To facilitate the transition for studies of specific rat models, we mapped WGS data of 88 strains (120 substrains and 163 samples) to mRatBN7.2. Joint analysis identified 20.0 million variants from 15.8 million sites. This analysis expanded many prior analyses of rat genomes. For example, Baud et al. 11 analyzed 8 strains against Rnor3.4 and found 7.9 million variants, Atanur et al. 33 analyzed 27 rat strains against Rnor3.4 and reported 13.1 million variants, Hermsen et al. 47 analyzed 40 strains against Rnor5.0 and reported 12.2 million variants.

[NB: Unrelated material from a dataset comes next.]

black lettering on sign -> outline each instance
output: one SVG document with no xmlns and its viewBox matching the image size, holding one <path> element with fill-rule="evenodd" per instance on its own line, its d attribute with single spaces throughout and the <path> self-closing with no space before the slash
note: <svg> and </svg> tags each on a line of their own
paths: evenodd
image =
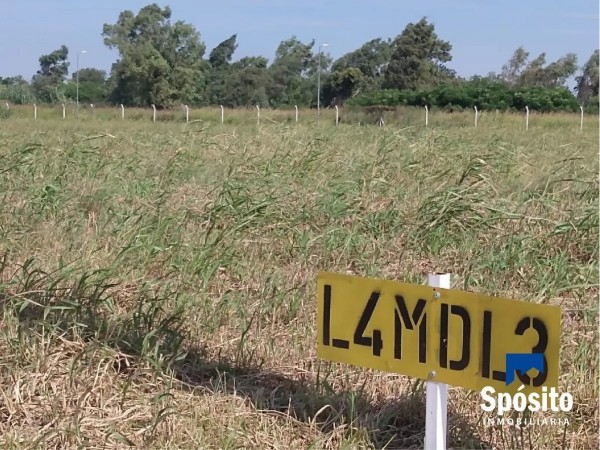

Most recently, Ramdas et al. 22 analyzed 8 strains and reported 16.4 million variants. In addition to using the latest reference genome and an expanded number of strains, our pipeline depends on Deepvariant and GLNexus, which have been shown to improve call set quality, especially on indels. 26,48 Thus, our data provide the most comprehensive analysis of genetic variants in the laboratory rat population to date, and of comparative interest, is twice the variant count of the highly used mouse BXD family 49,50.

This collection of rats represented a wide variety of rats that are used in genetics studies today. For example, our analysis included the full HXB/BXH panel and 27 strains/substrains of the FXLE/LEXF RI panel. Together with the inbred strains, they cover about 80% of the rats in the HRDP. 51 The new variant set from our analysis provide a much-needed boost in mapping precision: prior mapping of these RI families was based on several hundred to tens of thousands markers. 8,51,52

The outbred N/NIH HS rats are another widely used rat genetic mapping population. 13 Our analysis is in agreement with Ramdas et al. 22 in identifying 16 million variants in the progenitors. Updated genetic data will be useful in HS genetic mapping studies, such as for the imputation of variants. Although live colonies of the original NIH HS progenitor strains are no longer available, we identified 6 living substrains that are genetically almost identical to the original progenitors (99.5% IBS), while the closest match to the other two strains has IBS of approximately 70% (Table S12). These living substrains will be useful in many ways, such as studying the effect of variants identified in genetic mapping studies. Our analysis also included groups of inbred rats segregated by less than 2 million variants. For example, the LH/LN/LL family , 34,35 and the SS/SR family (Table S13), as well as several pairs of near isogenic lines with distinctive phenotypes. These rats can be exploited to identify causal variants using reduced complexity crosses. 53. Updated genotyping data for these populations will benefit all ongoing studies that use these rats.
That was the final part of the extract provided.